Eoin Treacy's view Uptrend consistency for part of the luxury goods began to deteriorate more than
a year ago as the threat of a global economic slowdown began to materialise.
As China's monetary tightening measures began to take effect demand growth for
ever more bags, watches, clothes and cars began to wane. Over the last year,
luxury goods companies have tended to be judged more on their individual merits
rather than as an asset class in their own right. Those with a truly global
footprint have tended to outperform. (Also see Comment of the Day on February
BMW, Swatch, LVMH, Burberry, PPR and Compagnie Financiere Richemont have been largely rangebound for much of the last year but have held progressions of higher major reaction lows since October. They have all at least paused over the last couple of weeks but will need to continue to hold above their respective December lows if potential for additional higher to lateral ranging is to continue to be given the benefit of the doubt.
Ralph Lauren has posted its largest reaction since 2008 and has held below the 200-day MA over the last few weeks. A clear upward dynamic will be required to begin to suggest a return to demand dominance and to defray potential for a further deterioration in the trend's consistency. Coach and Hermes have broken their progressions of higher reaction lows and have so far sustained moves below their respective 200-day MAs. Mulberry hit at least a medium-term peak near 2500p in May and accelerated lower. While short-term oversold, a clear upward dynamic will be required to suggest demand is returning in the region of the lower side of the underlying trading range. Tiffany encountered resistance in the region of the 200-day MA from March and broke below the psychological $60 area in May. It has paused near $50 but a sustained move back above $60 would be required to suggest a return to demand dominance and question top formation completion.
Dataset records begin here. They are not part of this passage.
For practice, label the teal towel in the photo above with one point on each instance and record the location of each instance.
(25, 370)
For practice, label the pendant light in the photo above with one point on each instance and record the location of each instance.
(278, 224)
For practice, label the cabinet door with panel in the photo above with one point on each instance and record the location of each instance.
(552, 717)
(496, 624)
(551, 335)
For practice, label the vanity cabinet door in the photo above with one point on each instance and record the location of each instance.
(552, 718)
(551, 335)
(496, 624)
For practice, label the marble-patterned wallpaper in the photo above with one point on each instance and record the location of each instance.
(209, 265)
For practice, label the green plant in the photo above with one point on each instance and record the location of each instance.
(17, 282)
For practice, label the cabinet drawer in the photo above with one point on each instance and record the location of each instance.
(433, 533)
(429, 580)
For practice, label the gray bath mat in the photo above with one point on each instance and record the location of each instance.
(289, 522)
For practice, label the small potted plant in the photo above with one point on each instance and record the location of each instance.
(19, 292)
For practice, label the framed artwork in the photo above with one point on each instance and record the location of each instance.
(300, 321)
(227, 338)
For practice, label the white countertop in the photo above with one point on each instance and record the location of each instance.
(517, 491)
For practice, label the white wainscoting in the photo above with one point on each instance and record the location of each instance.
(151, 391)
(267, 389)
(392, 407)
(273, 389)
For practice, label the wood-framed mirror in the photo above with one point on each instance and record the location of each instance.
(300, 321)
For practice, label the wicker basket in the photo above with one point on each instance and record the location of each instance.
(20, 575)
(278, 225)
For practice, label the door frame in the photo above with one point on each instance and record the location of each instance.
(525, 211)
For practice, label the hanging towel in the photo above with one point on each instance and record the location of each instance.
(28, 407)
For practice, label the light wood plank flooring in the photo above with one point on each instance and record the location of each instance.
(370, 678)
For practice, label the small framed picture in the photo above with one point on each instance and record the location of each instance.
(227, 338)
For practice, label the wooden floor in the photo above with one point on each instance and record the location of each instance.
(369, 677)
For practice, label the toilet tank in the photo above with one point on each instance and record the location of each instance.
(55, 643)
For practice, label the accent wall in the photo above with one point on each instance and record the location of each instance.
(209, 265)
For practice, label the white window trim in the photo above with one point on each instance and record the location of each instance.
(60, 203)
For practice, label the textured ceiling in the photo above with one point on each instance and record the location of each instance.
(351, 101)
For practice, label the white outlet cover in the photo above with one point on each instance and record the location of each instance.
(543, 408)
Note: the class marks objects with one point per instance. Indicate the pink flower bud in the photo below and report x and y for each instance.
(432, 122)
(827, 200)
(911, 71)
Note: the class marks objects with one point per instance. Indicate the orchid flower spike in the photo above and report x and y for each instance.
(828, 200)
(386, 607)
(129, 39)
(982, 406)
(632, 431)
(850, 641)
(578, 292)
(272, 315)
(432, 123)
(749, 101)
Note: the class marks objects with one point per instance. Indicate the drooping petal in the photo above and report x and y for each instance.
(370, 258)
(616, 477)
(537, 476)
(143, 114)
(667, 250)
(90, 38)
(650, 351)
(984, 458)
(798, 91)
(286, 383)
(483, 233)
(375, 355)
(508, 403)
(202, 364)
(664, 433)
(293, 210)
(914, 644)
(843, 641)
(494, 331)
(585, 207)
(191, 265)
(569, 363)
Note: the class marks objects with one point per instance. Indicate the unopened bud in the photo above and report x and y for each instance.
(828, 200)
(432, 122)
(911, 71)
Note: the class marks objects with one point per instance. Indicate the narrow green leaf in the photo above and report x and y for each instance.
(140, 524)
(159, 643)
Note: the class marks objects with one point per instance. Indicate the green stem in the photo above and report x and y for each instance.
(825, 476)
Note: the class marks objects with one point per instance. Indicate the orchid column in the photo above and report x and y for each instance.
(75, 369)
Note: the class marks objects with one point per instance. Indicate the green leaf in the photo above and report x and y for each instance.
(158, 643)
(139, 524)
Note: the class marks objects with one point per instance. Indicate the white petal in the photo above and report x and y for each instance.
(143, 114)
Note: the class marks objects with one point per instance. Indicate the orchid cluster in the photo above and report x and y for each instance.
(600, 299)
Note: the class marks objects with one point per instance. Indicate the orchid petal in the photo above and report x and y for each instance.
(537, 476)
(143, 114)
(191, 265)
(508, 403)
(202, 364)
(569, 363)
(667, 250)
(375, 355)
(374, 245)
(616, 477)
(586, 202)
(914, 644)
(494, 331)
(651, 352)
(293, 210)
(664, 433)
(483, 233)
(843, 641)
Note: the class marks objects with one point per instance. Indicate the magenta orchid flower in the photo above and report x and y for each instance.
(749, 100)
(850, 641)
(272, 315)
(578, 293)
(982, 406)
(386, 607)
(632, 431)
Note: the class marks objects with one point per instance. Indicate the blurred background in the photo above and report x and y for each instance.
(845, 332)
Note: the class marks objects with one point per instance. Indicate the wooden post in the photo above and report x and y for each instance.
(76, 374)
Essilor International and Remy Cointreau continue to hit new all-time highs but are becoming increasingly overextended and prone to reversion towards their respective means. Luxottica Group and Christian Dior found support in the region of their respective 200-day MAs last month and would need to take out those lows on a sustained basis to question the consistency of their medium-term uptrends. Hugo Boss found at least short-term support in the region of the MA last week and a sustained move below it would be required to check potential for some additional upside. Tods has returned to test the region of the MA and will need to continue to demonstrate support in this area if potential for additional upside is to continue to be given the benefit of the doubt.
Among department stores Saks, Nordstrom and Debenhams have all found support in the region of their respective 200-day MAs over the last few weeks and sustained moves below their trend means will be required to question potential for additional upside.